How I design my ebook covers

In my opinion, an ebook cover is the first bit of advertising you have. Your ebook cover is a billboard to advertise your story. It’s also like a movie trailer, except it’s a static image. Would a movie studio run a trailer of one scene from the movie? Not usually. Trailers usually give you a smattering of what to expect in the movie. Can we do that in our ebook covers? I have tried to do so.

In the rest of this post I’m going to explain my cover strategy and how I designed my covers for Dead Dwarves Don’t Dance and The Elemental Odyssey.

As a disclaimer, I’m providing this advice for non-famous authors. If you’re famous, your name should be the most prominent item on the cover. But, for those of us who are unknown, I think my strategy might work.

The biggest advice I have is about the actual artwork, so I’m going to save that for last. First, I’ll talk about the title and author text.

The Title

Actually choosing a title is beyond the scope of this post. Of course, you should pick something catchy and appropriate for the story, if possible.

For title layout, here’s what I attempt to accomplish:

1.    Title is legible in thumbnail size.

2.    Title color contrasts the artwork behind it.

3.    Title is in a font appropriate for the story.

Here are some examples of good and bad use of titles. Click on the pic to see them in thumbnail size. Notice how the title is illegible in many of them. I’ll let you decide which are good and which are less so.



Be sure to experiment with a LOT of fonts. I have hundreds of fonts and I’m constantly collecting more. When I choose one for a book I usually mock up at least a dozen on the cover (from a candidate pool of dozens).

Sometimes a font won’t work in standard format, but it will in bold. Always check the bold version.

To make your book seem even more professional, use texture, shading, and other tricks on your title. I haven’t done this yet because I don’t know how. I’d like to improve The Elemental  Odyssey title to be something more than just black text. Maybe someday.

Author name

Your author name does not need to be legible in thumbnail size. It would be nice if it was, but there is no way a customer is going to see the thumbnail size of your ebook cover without also seeing your name in text directly beneath it. So, unless you’re famous, keep your name small so people can see more of the cover art.

Most of the same rules apply to author name as applied to title:

1.    Author name doesn’t need to be legible in thumbnail size. It can be, but not required.
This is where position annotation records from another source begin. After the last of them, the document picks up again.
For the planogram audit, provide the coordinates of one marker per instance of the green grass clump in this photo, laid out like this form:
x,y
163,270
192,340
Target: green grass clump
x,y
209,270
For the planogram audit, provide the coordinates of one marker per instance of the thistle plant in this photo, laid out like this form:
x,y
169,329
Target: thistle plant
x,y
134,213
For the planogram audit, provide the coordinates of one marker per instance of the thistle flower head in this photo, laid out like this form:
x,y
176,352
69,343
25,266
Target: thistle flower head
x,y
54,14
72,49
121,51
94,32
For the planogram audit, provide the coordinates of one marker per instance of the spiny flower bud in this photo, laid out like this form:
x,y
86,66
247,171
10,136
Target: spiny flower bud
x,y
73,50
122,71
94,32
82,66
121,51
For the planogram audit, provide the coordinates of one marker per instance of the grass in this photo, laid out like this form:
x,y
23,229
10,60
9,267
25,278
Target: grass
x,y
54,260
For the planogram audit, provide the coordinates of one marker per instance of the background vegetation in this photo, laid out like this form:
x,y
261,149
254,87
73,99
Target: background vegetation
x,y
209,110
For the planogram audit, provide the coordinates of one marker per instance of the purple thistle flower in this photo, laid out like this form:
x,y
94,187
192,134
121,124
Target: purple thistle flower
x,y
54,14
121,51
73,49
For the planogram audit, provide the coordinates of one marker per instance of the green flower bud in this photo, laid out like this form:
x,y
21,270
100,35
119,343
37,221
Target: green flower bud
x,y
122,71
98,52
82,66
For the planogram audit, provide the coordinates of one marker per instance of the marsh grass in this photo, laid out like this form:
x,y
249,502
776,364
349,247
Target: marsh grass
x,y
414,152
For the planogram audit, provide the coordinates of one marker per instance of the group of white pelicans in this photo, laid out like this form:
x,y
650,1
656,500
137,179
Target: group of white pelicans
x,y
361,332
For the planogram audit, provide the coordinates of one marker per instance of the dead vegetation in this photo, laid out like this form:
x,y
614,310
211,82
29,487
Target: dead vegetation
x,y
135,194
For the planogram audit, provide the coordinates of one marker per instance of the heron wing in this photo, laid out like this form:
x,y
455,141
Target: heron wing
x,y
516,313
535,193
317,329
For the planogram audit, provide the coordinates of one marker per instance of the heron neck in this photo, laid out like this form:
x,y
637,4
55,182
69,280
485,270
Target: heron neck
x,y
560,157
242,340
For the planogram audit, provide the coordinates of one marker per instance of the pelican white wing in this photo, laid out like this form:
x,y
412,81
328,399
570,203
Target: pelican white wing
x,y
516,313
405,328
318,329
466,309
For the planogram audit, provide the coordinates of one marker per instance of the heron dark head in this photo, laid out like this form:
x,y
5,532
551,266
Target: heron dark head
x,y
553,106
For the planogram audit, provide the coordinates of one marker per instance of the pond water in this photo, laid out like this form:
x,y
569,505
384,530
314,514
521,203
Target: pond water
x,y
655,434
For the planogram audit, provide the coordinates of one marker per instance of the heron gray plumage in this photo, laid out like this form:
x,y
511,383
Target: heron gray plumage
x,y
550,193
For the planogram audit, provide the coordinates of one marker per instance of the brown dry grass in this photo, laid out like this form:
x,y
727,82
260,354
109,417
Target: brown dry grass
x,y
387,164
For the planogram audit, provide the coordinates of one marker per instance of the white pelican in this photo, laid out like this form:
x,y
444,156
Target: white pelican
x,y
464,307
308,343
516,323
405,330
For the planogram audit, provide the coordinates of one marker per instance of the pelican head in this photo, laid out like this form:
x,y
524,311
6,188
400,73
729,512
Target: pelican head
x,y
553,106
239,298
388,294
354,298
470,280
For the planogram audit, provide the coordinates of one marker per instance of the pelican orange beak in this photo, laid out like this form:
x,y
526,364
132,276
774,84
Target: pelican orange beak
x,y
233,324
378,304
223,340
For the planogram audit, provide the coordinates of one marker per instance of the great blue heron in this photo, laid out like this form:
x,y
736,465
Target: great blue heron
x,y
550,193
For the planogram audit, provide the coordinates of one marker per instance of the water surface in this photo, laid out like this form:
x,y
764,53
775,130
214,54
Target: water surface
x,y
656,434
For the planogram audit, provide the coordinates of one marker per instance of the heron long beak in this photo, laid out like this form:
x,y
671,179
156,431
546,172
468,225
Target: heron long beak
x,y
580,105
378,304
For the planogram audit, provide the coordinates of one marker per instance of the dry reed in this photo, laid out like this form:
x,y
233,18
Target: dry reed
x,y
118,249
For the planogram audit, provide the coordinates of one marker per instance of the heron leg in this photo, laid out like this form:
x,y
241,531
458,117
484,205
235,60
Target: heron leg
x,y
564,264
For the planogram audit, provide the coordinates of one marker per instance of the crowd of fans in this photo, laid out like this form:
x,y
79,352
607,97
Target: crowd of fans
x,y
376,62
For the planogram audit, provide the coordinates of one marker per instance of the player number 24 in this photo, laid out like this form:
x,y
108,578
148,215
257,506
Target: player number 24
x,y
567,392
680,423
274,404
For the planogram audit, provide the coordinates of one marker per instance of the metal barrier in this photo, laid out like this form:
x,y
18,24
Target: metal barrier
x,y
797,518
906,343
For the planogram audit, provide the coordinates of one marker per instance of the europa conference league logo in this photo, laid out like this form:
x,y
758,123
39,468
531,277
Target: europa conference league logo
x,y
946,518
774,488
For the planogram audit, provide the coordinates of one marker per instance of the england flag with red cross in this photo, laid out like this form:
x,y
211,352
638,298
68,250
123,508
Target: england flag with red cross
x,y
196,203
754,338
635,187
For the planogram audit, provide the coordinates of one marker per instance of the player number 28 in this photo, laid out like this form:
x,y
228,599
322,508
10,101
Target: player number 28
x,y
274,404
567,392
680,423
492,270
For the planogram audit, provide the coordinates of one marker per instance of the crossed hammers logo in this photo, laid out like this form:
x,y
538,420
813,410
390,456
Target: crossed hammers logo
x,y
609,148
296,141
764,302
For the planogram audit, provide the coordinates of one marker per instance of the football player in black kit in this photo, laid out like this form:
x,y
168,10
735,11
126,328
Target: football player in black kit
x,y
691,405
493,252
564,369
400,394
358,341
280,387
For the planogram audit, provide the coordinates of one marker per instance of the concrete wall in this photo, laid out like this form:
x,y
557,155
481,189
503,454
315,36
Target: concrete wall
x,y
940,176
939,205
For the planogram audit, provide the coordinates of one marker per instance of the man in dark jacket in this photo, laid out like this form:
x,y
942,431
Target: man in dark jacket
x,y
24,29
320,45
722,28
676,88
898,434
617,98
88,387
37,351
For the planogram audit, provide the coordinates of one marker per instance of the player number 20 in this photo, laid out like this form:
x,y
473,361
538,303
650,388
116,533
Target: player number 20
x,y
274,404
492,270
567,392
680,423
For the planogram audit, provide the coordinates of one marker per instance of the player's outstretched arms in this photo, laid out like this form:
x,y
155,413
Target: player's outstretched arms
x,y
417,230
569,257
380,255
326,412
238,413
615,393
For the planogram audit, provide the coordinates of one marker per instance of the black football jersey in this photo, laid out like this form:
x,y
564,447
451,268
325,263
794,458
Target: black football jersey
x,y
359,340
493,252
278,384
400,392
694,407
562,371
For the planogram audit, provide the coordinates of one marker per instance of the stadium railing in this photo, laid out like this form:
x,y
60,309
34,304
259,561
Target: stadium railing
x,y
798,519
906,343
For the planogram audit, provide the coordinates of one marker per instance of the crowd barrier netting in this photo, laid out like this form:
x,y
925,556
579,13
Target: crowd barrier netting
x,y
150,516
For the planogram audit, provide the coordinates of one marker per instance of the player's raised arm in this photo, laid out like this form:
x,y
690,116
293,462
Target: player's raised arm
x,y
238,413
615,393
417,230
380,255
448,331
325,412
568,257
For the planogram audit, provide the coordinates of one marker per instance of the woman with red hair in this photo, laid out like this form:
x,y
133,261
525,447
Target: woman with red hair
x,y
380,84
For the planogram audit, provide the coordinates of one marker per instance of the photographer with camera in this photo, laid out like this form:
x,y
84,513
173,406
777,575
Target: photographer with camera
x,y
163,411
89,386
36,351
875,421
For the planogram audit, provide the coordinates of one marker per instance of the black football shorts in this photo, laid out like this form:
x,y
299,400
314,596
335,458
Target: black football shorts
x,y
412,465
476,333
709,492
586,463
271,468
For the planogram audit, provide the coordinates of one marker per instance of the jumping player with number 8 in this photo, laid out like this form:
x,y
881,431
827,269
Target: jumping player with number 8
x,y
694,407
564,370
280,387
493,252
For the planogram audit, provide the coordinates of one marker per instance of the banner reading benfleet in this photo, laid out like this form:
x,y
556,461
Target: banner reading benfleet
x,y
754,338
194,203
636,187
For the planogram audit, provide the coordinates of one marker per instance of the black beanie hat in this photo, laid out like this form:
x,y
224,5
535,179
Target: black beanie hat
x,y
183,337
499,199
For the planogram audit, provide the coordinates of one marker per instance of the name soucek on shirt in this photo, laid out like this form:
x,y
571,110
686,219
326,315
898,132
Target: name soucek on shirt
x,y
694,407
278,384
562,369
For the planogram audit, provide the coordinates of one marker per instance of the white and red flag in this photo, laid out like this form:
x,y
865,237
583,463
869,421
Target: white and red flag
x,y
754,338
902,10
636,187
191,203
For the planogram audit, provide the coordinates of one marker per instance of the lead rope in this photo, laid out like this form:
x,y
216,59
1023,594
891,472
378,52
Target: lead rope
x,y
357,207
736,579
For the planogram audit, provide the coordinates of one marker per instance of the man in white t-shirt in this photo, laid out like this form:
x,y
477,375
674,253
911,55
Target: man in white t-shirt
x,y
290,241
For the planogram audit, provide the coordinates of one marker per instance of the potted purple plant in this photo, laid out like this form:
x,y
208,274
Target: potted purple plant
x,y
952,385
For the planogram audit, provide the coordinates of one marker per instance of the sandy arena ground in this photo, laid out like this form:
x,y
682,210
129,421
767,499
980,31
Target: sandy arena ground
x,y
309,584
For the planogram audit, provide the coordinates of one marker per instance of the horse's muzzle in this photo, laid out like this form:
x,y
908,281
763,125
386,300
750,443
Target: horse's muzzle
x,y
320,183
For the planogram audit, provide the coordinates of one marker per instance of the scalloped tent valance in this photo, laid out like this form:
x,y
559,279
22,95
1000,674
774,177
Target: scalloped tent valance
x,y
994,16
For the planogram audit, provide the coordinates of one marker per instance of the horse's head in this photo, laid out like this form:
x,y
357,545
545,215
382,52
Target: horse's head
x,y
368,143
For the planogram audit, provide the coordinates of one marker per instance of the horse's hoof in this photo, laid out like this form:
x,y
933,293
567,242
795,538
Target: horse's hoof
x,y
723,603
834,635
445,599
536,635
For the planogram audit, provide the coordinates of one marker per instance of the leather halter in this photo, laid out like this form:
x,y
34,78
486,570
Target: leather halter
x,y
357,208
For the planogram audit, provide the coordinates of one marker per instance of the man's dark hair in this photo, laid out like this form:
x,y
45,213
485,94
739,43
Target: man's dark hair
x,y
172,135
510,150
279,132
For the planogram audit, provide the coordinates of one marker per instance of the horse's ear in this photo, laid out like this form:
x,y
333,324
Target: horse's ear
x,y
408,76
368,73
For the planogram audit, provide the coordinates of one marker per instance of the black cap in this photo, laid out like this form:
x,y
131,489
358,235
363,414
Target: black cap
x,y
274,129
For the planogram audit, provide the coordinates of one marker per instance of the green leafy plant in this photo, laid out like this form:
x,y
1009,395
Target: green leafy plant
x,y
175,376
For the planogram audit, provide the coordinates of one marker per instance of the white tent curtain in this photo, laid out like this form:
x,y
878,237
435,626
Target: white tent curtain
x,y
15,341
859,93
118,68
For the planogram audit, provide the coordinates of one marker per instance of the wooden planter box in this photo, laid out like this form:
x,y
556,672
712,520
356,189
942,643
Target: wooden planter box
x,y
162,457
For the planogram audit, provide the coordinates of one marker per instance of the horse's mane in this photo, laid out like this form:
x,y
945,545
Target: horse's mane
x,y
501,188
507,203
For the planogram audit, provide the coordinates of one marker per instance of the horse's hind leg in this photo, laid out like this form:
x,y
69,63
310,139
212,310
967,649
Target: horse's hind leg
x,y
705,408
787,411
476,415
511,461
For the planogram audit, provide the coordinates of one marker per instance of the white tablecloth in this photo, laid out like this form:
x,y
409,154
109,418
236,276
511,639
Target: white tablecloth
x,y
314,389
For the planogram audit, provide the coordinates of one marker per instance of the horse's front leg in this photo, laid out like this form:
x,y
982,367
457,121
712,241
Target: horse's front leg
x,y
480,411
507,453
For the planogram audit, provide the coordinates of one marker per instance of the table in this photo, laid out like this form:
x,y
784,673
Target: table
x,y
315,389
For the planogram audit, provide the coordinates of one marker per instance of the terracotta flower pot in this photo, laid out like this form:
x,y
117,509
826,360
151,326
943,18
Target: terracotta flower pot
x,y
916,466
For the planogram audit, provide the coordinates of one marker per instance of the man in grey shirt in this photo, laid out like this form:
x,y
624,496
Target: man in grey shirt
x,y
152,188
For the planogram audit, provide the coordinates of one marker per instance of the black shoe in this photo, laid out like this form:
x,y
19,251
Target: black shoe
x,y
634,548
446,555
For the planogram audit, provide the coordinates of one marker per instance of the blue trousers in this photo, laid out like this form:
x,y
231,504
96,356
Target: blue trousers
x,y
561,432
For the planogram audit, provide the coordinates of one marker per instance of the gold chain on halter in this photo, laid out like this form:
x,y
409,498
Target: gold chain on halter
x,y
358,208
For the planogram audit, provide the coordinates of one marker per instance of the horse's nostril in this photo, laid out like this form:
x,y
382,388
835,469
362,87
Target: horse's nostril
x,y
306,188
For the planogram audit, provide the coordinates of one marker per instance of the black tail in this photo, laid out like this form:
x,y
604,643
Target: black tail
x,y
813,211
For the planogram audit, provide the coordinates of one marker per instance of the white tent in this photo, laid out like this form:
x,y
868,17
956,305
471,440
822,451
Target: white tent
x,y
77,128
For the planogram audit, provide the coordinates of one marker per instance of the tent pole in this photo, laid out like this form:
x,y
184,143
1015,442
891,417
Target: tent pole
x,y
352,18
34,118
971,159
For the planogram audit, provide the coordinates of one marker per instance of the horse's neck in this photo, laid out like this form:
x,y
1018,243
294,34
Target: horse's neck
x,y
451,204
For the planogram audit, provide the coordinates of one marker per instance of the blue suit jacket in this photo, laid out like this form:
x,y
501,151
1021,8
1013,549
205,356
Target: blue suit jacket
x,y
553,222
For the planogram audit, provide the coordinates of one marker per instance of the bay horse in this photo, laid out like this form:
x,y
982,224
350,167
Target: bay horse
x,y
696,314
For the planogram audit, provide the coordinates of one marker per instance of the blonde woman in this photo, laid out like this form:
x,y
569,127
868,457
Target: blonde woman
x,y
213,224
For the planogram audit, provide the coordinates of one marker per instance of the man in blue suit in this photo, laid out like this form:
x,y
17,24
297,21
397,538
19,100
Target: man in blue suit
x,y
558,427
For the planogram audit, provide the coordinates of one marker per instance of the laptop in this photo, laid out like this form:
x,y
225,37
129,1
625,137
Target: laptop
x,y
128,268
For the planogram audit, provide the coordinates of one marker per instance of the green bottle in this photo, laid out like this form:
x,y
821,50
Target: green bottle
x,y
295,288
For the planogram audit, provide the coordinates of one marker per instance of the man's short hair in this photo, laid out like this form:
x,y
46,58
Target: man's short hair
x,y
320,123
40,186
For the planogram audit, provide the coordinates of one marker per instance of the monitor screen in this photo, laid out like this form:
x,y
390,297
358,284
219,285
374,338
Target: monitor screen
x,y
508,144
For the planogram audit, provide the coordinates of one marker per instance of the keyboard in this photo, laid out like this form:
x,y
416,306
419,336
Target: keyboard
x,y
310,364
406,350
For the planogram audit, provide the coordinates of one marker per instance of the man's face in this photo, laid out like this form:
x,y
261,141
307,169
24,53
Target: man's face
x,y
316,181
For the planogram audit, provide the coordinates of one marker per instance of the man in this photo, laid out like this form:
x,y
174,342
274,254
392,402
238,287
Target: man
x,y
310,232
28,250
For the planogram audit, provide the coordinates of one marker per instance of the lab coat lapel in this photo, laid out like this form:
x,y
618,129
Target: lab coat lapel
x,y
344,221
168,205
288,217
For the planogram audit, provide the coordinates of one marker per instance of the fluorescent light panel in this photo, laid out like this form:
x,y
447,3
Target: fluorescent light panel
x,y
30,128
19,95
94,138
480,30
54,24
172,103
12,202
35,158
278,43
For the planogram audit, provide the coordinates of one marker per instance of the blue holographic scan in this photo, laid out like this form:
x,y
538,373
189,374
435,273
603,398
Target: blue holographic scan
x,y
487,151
2.    Author name text color contrasts the artwork behind it.

3.    Author name is in a font appropriate for the story.

The Artwork

The cover is a billboard for your story. You’re paying good money for an artist to do the cover. Be involved in the creation. You know the story better than anyone, you should decide the content of the cover art. The artist should follow your guidelines and be willing to iterate with you.

1.    Find an artist that you love.

2.    Don’t have a lot of empty space on the cover. The top of the book should have room for the title. Don’t put anything important up there. Ditto for a smaller space at the bottom for your name.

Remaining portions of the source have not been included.